“Quite a Carnival. Two proposals in one Mardi Gras.”
“Who else?”
“Sam.”
“No kidding.”
“No kidding. And I’ll tell you something else. Sam is quite a person behind that façade. An essentially lonely person.”
“I know.”
“You’re worse than Sam.” She is angry.
“How?”
“Sam is a schemer. He also likes me. He knows that someday I will be quite rich. But he also likes me. That isn’t so bad. Scheming is human. You have to be human to be a schemer. Whenever I see through one of Sam’s little schemes, I feel a sensation of warmth. Ah ha, think I to myself, so it must have been in the world once—men and women wanting something badly and scheming away like beavers. But you—”
“Yes?”
“You’re like me. So let us not deceive one another.”
Her voice is steadier. Perhaps it is the gentle motion of the train with which we nod ever so slightly, yes, yes, yes.
She says: “Can’t you see that for us it is much too late for such ingenious little schemes?”
“As marrying?”
“The only way you could carry it off is as another one of your ingenious little researches. Admit it.”
“Then why not do it?”
“You remind me of a prisoner in the death house who takes a wry pleasure in doing things like registering to vote. Come to think of it, all your gaiety and good spirits have the same death house quality. No thanks. I’ve had enough of your death house pranks.”
“What is there to lose?”
“Can’t you see that after what happened last night, it is no use. I can’t play games now. But don’t you worry. I’m not going to swallow all the pills at once. Losing hope is not so bad. There’s something worse: losing hope and hiding it from yourself.”
“Very well. Lose hope or not. Be afraid or not. But marry me anyhow, and we can still walk abroad on a summer night, hope or no hope, shivering or not, and see a show and eat some oysters down on Magazine.”
“No no.”
“I don’t understand—”
“You’re right. You don’t understand. It is not some one thing, as you think. It is everything. It is all so monstrous.”
“What is monstrous?”
“I told you,” she says irritably. “Everything. I’m not up to it. Having a little hubby—you would be hubby, dearest Binx, and that is ridiculous—did I hurt your feelings? Seeing hubby off in the morning, having lunch with the girls, getting tight at Eddie’s and Nell’s house and having a little humbug with somebody else’s hubby, wearing my little diaphragm and raising my two lovely boys and worrying for the next twenty years about whether they will make Princeton.”
“I told you we would live in Gentilly. Or Modesto.”

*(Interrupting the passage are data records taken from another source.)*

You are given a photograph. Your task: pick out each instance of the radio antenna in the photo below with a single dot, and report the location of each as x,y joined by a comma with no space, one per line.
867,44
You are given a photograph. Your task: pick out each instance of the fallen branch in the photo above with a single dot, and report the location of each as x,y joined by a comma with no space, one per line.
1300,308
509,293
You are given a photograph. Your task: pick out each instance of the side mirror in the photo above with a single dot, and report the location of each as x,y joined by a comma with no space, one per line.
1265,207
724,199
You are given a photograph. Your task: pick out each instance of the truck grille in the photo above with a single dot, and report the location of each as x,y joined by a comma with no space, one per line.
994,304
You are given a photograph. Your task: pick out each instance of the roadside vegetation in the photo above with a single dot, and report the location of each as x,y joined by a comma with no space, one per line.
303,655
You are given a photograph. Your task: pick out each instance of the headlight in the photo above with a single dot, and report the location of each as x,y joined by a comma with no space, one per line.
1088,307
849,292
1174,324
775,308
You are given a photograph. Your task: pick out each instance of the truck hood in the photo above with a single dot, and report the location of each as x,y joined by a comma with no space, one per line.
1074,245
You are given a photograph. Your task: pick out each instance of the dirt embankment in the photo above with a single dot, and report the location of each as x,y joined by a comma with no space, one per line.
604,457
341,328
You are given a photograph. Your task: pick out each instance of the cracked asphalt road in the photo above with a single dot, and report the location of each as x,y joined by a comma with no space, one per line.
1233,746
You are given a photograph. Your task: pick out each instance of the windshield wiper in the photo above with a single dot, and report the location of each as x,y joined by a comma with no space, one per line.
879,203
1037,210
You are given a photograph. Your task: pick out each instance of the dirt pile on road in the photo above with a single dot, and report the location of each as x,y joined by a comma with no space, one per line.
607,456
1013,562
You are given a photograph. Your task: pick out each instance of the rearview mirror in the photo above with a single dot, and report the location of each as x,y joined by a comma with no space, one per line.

“I was being ingenious like you.”
“Do you want to live like Sam and Joel?”
“Binx Binx. You’re just like your aunt. When I told her how I felt, she said to me: Katherine, you’re perfectly right. Don’t ever lose your ideals and your enthusiasm for ideas—she thought I was talking about something literary or political or Great Books, for God’s sake. I thought to myself: is that what I’m doing?—and ran out and took four pills. Incidentally they’re all wrong about that. They all think any minute I’m going to commit suicide. What a joke. The truth of course is the exact opposite: suicide is the only thing that keeps me alive. Whenever everything else fails, all I have to do is consider suicide and in two seconds I’m as cheerful as a nitwit. But if I could not kill myself—ah then, I would. I can do without nembutal or murder mysteries but not without suicide. And that reminds me.” And off she goes down the steel corridor, one hand held palm out to the wall.
None of this is new, of course. I do not, to tell the truth, pay too much attention to what she says. It is her voice that tells me how she is. Now she speaks in her “bold” tone and since she appears more composed, to the point of being cheerful, than her words might indicate, I am not seriously concerned about her.